A library and command line application for the upload of Structured Data to Wikimedia Commons by making use of Pywikibot internals.
The library is geared towards supporting all features of Structured Data, meaning all data types, prominent flags, multiple values per property, multiple qualifiers per value etc. The library is however largely limited to uploading new data, changing already existing statements is therefore not currently supported.
This is primarily intended as a stop-gap measure until proper support is implemented in Pywikibot T223820.

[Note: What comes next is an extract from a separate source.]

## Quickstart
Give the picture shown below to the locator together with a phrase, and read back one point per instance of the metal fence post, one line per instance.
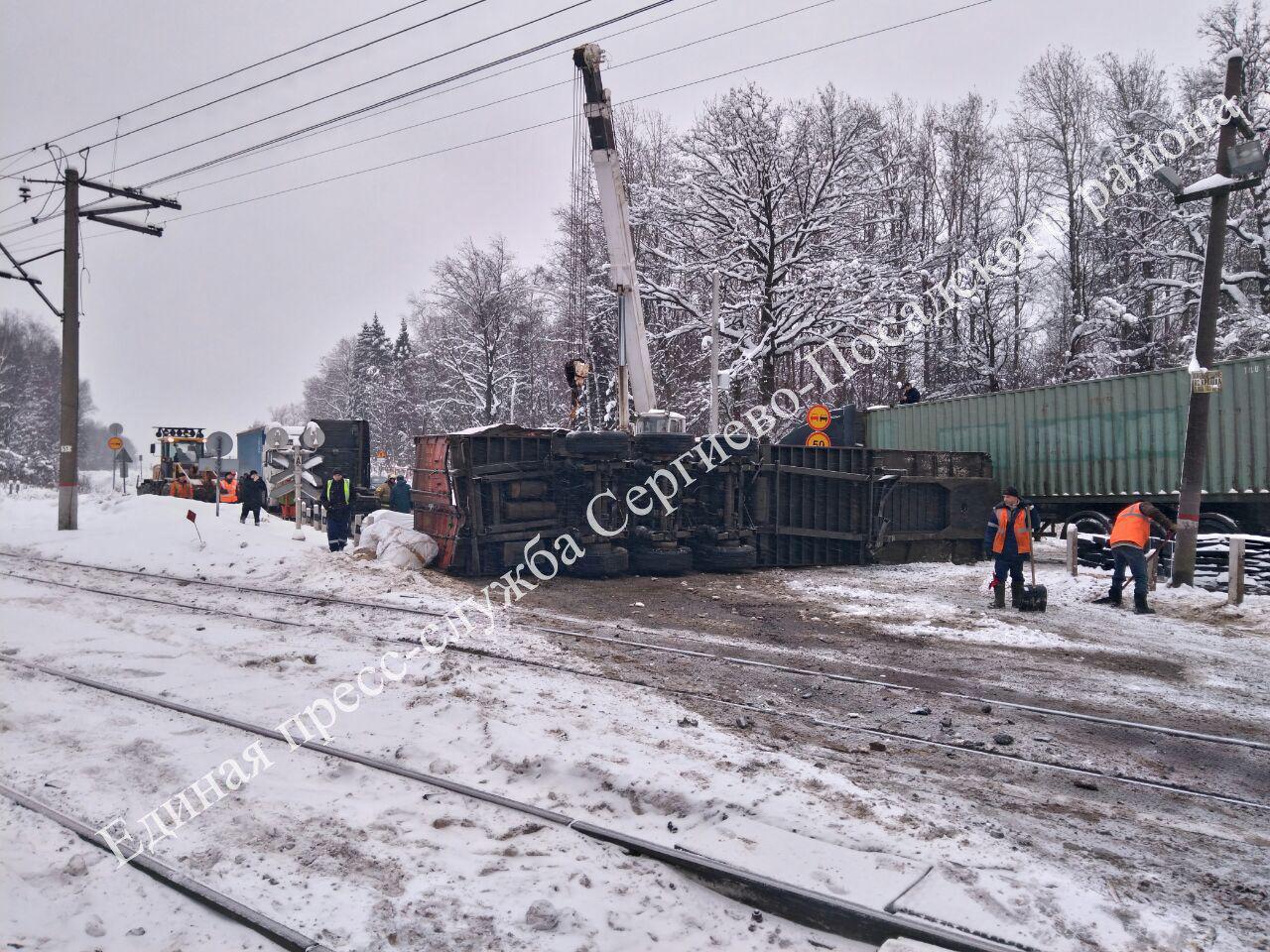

Heavily inspired by the following hack by Abbe98: https://byabbe.se/2020/09/15/writing-structured-data-on-commons-with-python
You can install pywikibot-sdc
via pip
using:
pip install git+https://github.com/lokal-profil/pywikibot-sdc.git
If it is your first time running Pywikibot you will also have to set up a
user-config.py
file.
After installation Pywikibot-SDC can be used by simply calling pywikibotsdc PATH
from the command line. PATH
is the path to a JSON file containing a
dictionary of file names (with or without the File:-prefix) and the associated
structured data to upload for each (in the format described below).
For convenience if only a single file is updated the filename can be passed via
the -f
flag and the JSON file should then only contain a single entry of the
SDC in-data.
To upload data to a file that already contains some structured data add the
--strategy
argument to the call using one of the named merge strategies.
Use the -h
flag to see a full list of arguments. Note that the
global Pywikibot arguments
are also supported.
In its most simple form call sdc_upload.upload_single_sdc_data(file_page, sdc_data)
with a pywikibot.FilePage
object (or just the filename as a string) of a
newly uploaded file and the associated structured data to upload (in the format
described below).
To upload data to a file that already contains some structured data add the
strategy
argument to the call using one of the named merge strategies.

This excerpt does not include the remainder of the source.